Аморский с неудовольствием вновь посмотрел в сторону надоевшего ему парня.

– Только сделаешь это не ты, – продолжал тот. – Это сделает она, – брюнет кивнул в мою сторону.

Рома взглянул на меня.

– А моя зайка будет за меня, – рука Захарова обвилась вокруг талии моей возможно бывшей уже подруги. – Ты ведь не против?

Вилена скептично посмотрела на своего парня. Кажется, она хотела отказать ему, но он не дал ей этого сделать. Он вновь поцеловал ее, совсем не стесняясь нас.

Мне пришлось отвернуться от лицезрения этого действа и столкнуться взглядами с Аморским. Он слегка прищурился, затем на пару секунд опустил взгляд на уровень моих губ и вновь вернул его на мои глаза. Я не знала о чем он думал. И не знала о чем нужно думать в таком случае мне. Потому что соревноваться с собственной лучшей подругой при таких обстоятельствах – это как минимум странно, а как максимум глупо. С какой радости именно мы должны решать проблемы мужчин? К тому же Рома даже не являлся мне хотя бы другом.

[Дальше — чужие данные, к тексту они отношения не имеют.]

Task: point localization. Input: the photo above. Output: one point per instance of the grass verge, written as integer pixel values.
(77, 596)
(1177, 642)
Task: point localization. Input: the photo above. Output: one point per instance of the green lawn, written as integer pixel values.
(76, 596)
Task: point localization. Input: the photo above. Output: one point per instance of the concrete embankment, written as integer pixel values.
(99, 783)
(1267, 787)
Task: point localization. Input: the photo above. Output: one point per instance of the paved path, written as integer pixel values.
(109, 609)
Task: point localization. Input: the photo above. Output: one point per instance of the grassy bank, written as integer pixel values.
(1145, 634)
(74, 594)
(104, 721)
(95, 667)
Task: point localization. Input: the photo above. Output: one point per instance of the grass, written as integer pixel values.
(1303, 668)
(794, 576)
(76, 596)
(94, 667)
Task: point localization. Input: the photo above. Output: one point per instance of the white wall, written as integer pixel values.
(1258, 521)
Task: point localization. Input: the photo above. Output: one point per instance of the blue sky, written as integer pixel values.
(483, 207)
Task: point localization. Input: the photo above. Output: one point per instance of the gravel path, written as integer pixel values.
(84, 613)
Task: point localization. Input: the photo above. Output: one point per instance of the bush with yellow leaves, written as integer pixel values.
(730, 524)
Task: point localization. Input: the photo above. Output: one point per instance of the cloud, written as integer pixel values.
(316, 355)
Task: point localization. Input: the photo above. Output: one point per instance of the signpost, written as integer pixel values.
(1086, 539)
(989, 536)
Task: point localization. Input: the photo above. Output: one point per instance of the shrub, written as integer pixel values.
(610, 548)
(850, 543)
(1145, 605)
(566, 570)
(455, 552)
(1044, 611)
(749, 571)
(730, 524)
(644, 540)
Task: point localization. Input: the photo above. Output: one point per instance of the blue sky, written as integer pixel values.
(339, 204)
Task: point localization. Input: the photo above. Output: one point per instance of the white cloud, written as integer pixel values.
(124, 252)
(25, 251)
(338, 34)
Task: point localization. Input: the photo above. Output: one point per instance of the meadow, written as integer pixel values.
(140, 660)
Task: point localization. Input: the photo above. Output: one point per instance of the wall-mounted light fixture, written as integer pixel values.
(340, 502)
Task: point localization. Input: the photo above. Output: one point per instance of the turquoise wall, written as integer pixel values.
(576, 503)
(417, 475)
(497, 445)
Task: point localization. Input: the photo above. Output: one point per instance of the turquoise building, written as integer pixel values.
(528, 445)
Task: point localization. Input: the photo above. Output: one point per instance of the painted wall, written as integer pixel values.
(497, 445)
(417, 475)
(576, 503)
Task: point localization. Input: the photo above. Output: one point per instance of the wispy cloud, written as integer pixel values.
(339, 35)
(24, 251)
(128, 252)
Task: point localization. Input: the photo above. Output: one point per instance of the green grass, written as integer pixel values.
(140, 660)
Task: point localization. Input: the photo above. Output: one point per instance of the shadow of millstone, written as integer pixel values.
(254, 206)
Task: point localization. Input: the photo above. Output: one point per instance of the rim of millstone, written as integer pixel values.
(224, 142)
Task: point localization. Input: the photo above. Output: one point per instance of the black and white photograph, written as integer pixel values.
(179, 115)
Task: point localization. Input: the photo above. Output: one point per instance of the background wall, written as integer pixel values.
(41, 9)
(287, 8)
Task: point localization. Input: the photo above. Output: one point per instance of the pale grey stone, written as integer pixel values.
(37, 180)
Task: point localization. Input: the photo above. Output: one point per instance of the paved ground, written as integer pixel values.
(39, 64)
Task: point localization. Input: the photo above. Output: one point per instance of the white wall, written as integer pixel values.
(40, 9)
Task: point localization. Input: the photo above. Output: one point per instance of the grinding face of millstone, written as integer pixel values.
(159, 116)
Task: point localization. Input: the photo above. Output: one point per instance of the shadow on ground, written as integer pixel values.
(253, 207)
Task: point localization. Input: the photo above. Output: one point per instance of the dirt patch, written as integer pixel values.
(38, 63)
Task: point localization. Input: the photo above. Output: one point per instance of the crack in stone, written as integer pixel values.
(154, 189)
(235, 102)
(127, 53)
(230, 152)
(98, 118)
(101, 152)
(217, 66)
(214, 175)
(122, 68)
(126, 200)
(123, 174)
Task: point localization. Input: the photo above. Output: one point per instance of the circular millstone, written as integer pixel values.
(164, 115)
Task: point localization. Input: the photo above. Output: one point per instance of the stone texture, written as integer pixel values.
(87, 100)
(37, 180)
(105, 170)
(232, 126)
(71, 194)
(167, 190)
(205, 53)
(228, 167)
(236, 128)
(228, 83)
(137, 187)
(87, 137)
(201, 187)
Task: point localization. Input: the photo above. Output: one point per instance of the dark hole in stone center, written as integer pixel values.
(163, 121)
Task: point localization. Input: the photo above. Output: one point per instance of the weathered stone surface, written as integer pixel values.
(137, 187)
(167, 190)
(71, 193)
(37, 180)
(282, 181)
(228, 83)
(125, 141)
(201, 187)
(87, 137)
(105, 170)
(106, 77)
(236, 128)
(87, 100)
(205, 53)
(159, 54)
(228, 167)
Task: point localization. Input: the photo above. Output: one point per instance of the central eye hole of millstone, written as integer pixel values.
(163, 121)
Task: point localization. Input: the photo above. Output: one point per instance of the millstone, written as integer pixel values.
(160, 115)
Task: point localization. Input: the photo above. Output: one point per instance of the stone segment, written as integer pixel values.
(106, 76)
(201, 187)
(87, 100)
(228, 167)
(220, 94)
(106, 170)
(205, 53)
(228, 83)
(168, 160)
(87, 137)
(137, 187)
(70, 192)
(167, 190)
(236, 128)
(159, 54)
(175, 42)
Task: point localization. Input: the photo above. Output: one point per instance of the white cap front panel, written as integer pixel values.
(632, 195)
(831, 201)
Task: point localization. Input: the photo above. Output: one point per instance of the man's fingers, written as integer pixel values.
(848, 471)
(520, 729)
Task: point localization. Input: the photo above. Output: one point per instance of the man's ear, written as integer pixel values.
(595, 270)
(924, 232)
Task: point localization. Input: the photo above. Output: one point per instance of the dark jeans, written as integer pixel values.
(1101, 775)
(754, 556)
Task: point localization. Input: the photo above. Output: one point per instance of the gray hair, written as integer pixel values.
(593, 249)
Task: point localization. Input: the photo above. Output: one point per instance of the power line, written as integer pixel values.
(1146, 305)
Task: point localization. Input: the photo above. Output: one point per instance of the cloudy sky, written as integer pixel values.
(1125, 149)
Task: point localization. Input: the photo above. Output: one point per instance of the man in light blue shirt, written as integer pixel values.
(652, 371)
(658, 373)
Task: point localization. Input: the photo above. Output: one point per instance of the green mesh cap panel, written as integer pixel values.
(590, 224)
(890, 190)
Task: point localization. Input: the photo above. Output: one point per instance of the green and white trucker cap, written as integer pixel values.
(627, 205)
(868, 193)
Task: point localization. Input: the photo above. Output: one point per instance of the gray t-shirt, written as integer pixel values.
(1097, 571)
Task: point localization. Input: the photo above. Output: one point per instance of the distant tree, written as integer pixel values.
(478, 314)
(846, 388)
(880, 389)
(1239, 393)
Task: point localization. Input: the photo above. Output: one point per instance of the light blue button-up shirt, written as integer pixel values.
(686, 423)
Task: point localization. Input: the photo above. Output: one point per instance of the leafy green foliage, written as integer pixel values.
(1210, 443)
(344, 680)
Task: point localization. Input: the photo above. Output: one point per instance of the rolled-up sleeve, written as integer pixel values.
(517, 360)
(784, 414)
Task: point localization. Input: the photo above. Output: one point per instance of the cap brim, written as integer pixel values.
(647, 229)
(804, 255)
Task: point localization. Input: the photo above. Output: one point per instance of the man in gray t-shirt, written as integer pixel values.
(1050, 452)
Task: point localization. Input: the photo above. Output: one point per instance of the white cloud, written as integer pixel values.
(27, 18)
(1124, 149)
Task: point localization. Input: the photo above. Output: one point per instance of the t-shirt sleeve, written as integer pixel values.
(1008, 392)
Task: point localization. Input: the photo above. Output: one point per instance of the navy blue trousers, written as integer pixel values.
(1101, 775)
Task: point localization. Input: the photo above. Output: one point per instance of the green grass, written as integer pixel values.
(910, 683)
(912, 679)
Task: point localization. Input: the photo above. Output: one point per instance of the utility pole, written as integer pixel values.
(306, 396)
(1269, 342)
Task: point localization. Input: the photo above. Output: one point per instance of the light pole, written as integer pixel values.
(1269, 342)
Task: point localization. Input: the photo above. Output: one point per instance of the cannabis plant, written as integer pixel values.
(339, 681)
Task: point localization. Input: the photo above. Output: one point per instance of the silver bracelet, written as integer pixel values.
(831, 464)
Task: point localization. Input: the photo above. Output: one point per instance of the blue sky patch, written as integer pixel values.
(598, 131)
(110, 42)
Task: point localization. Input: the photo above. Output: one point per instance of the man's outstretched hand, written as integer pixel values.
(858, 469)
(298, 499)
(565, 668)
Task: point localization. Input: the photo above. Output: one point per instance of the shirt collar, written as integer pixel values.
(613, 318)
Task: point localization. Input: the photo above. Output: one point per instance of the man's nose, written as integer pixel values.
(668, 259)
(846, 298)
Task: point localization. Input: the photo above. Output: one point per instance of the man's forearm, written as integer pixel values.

Но с другой стороны у меня в душе ворочалось то самое существо, которое требовало мести за многие годы и за многие случаи, когда Вайтович, используя не самые честные методы вопреки моим желаниям и возможностям, делала то, что хотелось ей, но никак не мне. Она всегда считала себя лучше нас с Лесей. Ей всегда казалось, что она превосходит нас во всем. Даже несмотря на то, что это я убивала время на учебу и свои хобби, именно себя она считала самой умной и хитрой. Она могла учиться хорошо, если хотела. Только делала это она за счет других. И порой даже за счет меня. Но я забывала об этом, считая это просто ее особенностью. Обычной человеческой слабостью и маленьким недостатком. Я видела ее искренность, но не замечала многих нюансов, говорящих мне об обратном. И сейчас мне хотелось доказать ей, что весь ее мир лишь надуманная оболочка. Что все, чего она добилась, было выстроено чужими руками. Мне впервые в жизни хотелось отыграться и выпустить свое нутро наружу. Оно тоже нуждается в свободе.

– Я не против, – воскликнула я, переполнившись темными эмоциями до краев. Я не думала в этот момент, что вступаюсь за Аморского. Я считала, что вступаюсь за себя.

Все карие глаза нашей компании воззрились на меня.

– Ты в своем уме? – спросила Вилена. Сейчас я не видела в ней подругу. Я видела девушку, которая умела и любила идти по головам. Даже по тем, что принадлежат друзьям.

– А ты? – довольно дерзко отозвалась я.

– Нелли, – негромко позвал меня Рома. Этот парень не часто использовал мое имя в разговорах.

– Если ты позволишь, я еще раз воспользуюсь твоей машиной, – сказала я ему, не поворачивая головы. Он пробудил во мне что-то однажды одним своим появлением. Он же мог и загасить это. А мне того очень не хотелось. Я любила идти до конца. Даже в своем безумии.

– Ты же плохо водишь, – хмыкнула Вайтович, с которой я всегда соблюдала скоростной режим и вообще ездила по нудным правилам.

Если бы я сейчас посмотрела на Рому, то наверняка бы увидела, как он сдерживает улыбочку, вспоминая наш с ним заезд.